Ora, proprio dall’Argentina, arriva la notizia dell’approvazione di una legge che permette ai malati terminali di Covid degli ospedali della capitale di ricevere la visita di un congiunto. La misura è stata approvata all’unanimità dall’Assemblea legislativa della Città Autonoma di Buenos Aires lo scorso 27 agosto ed è entrata in vigore in questi giorni. A differenza di quanto sta accadendo in Italia, dove la pandemia sembra avere rallentato la sua corsa (malgrado sia ancora impresa ardua fare visita persino a parenti ricoverati per altre patologie e in reparti no-Covid), in Argentina la popolazione sta ancora vivendo le fasi più dure del contagio: ierisi è registrato un nuovo record giornaliero di casi, 12.026. Con oltre 451mila positivi (e 9.361 morti) il Paese si trova oggi al decimo posto nella classifica globale delle nazioni più colpite. Fino a poche settimane fa l’epicentro era proprio la città di Buenos Aires, che per circa 50 giorni ha visto la curva delle infezioni giornaliere ferma tra quota 1.000 e 1.200, mentre ora il virus corre veloce anche nelle città dell’interno.

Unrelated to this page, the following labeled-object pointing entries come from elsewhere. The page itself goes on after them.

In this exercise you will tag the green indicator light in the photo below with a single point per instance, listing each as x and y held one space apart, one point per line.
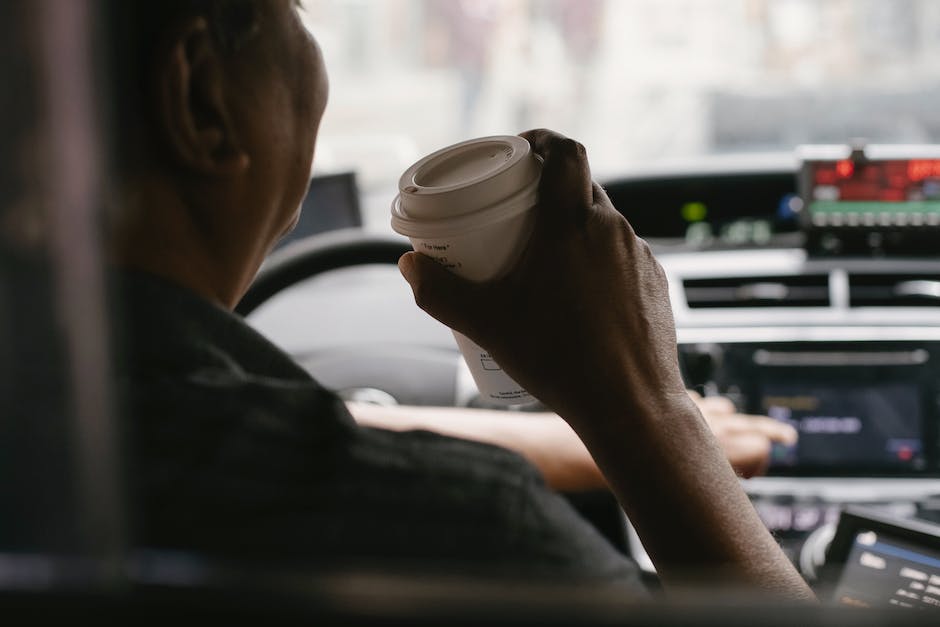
694 211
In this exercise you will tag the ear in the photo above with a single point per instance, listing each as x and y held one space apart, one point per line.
192 100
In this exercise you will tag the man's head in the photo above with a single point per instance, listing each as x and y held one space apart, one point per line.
217 105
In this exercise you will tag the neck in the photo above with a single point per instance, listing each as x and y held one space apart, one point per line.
164 236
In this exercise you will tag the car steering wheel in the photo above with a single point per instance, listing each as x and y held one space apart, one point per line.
380 347
319 253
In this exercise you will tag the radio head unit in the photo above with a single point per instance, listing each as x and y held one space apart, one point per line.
860 408
869 201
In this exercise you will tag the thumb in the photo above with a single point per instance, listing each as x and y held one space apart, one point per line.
450 299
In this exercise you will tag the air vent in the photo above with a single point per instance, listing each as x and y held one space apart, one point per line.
811 290
894 290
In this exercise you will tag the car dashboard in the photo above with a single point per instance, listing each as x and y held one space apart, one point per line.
826 320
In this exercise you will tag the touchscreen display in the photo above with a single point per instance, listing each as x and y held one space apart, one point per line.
887 193
848 426
882 571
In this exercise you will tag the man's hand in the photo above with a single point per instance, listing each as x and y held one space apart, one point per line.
746 440
583 322
584 312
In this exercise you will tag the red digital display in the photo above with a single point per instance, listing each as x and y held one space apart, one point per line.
886 181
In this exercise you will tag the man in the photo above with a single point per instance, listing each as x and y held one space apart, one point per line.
239 452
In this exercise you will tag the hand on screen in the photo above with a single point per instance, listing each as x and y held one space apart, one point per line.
746 440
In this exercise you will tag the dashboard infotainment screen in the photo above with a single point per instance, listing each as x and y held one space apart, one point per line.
848 426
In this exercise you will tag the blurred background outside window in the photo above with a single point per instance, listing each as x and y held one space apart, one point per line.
639 82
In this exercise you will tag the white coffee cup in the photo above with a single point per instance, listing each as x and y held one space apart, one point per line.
469 207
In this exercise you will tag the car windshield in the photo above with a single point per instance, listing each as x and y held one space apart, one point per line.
642 83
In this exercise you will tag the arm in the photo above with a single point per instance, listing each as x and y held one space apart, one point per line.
583 322
555 449
542 438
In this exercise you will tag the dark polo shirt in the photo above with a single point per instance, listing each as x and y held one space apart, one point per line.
238 452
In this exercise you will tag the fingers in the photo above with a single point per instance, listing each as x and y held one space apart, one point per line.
566 191
749 455
774 430
445 296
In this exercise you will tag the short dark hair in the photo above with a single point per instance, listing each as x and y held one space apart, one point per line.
132 29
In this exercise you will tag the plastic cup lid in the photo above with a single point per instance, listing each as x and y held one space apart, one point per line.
467 177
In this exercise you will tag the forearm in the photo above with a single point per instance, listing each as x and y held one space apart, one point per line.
683 498
542 438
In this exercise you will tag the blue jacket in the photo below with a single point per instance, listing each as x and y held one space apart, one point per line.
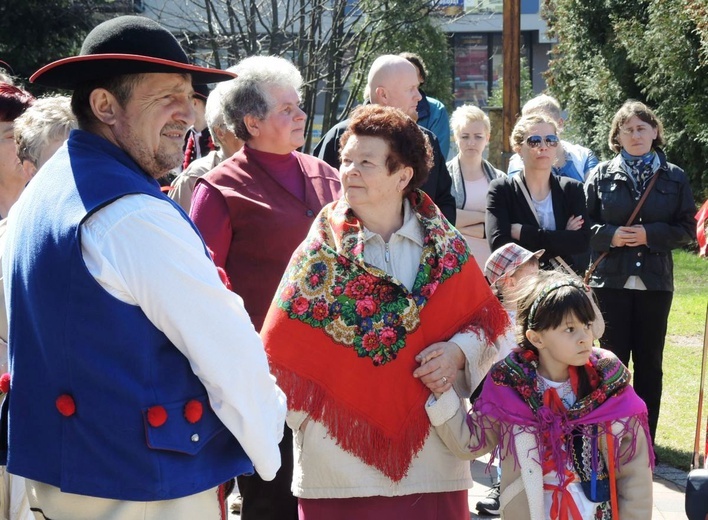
88 370
432 115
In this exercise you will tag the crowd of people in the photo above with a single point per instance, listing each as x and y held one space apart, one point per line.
193 304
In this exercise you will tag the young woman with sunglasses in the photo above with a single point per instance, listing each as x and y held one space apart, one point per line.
536 209
634 282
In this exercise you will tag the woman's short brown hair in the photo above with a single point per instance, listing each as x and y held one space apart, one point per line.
630 109
408 145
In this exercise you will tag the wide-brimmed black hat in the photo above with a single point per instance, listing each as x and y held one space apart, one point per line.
201 91
125 45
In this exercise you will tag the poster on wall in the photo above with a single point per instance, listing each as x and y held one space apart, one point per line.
497 6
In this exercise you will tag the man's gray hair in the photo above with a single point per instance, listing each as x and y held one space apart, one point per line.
248 93
380 72
48 119
543 103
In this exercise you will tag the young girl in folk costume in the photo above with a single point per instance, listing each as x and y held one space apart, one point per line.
571 434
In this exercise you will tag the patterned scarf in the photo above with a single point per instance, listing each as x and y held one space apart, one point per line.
641 167
342 335
513 382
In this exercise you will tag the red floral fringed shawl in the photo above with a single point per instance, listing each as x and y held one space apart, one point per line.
342 336
510 399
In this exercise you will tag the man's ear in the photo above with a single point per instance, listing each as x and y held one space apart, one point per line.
104 106
252 125
535 338
381 96
29 168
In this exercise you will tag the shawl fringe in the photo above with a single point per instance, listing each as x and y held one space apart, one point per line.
391 456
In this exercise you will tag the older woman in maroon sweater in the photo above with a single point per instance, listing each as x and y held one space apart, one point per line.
254 209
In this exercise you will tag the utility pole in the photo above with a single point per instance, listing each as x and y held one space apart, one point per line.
511 42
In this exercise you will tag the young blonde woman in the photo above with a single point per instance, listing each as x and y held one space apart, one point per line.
471 175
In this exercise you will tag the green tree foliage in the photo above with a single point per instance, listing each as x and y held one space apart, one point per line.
655 51
36 32
332 42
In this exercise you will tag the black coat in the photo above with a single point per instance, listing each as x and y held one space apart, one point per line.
506 205
667 216
437 186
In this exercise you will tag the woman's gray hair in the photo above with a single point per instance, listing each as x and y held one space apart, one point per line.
524 124
214 108
466 114
48 119
248 94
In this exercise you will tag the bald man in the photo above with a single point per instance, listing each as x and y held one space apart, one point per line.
393 81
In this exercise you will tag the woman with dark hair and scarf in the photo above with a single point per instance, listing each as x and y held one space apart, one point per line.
634 281
382 284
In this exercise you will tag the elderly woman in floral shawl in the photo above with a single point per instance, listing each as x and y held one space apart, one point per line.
382 283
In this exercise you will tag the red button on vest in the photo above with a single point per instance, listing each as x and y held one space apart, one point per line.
193 411
5 383
65 405
157 416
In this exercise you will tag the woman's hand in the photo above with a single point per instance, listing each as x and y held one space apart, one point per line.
516 231
574 223
631 236
439 364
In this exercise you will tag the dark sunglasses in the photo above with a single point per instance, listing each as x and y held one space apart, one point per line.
534 141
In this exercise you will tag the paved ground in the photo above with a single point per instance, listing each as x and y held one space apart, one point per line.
669 486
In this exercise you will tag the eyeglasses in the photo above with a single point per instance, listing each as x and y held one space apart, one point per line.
534 141
641 130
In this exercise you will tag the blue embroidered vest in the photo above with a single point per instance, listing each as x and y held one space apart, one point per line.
93 380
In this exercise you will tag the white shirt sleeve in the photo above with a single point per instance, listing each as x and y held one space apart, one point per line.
143 252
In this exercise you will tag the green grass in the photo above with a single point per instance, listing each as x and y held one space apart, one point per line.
682 361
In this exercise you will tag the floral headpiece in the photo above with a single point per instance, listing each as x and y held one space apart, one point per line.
548 290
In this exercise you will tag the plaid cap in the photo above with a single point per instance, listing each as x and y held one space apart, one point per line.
505 260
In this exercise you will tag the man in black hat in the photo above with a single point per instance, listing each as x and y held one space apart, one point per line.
138 384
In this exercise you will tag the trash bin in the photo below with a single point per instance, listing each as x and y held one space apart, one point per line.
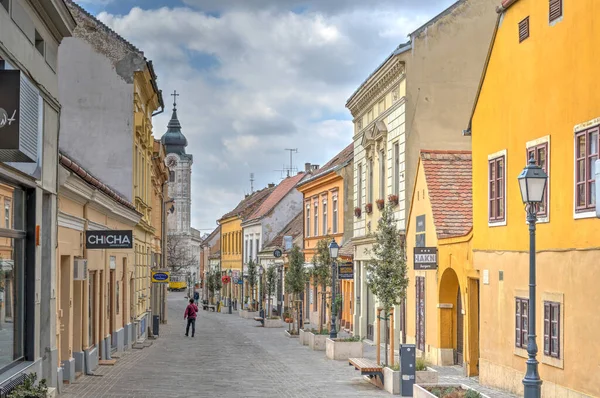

Malgrado la complessa gestione dell’emergenza ancora in corso, la necessità di garantire una morte dignitosa, non in solitudine, è arrivata all’attenzione dei legislatori locali. «Da giorni ormai viene garantita a un componente della famiglia di età compresa tra i 18 e i 60 anni, che sia in buone condizioni di salute e non in gravidanza, la possibilità di essere presente negli ultimi momenti di vita di un congiunto», spiega il primo promotore del provvedimento, Juan Facundo Del Gaiso, deputato dell’Assemblea legislativa di Buenos Aires e dirigente del partito della Coalición Cívica.

«So che il provvedimento è già attivo dai messaggi che ricevo dai familiari dei malati. Il disegno di legge ha preso forma proprio ascoltando i racconti delle famiglie di persone morte in assoluta solitudine. Oggi, per avere accesso alle camere, si riceve specifica formazione e devono esseri garantiti i medesimi dispositivi di protezione che hanno medici e infermieri». Al momento il protocollo che autorizza le visite è in vigore solo negli ospedali pubblici di Buenos Aires: «È nel sistema sanitario privato che riscontriamo i problemi» aggiunge Del Gaiso.

«Le cliniche private, che ugualmente sono state invitate ad aderire all’iniziativa, non essendo obbligate ad attuare le misure, ancora non lasciano passare i familiari e questo genera tensioni, anche se credo che si riuscirà a risolverle». L’obiettivo qui, conclude il deputato, «è che si possano fare passi avanti per garantire un diritto umano fondamentale, quello di dirsi addio».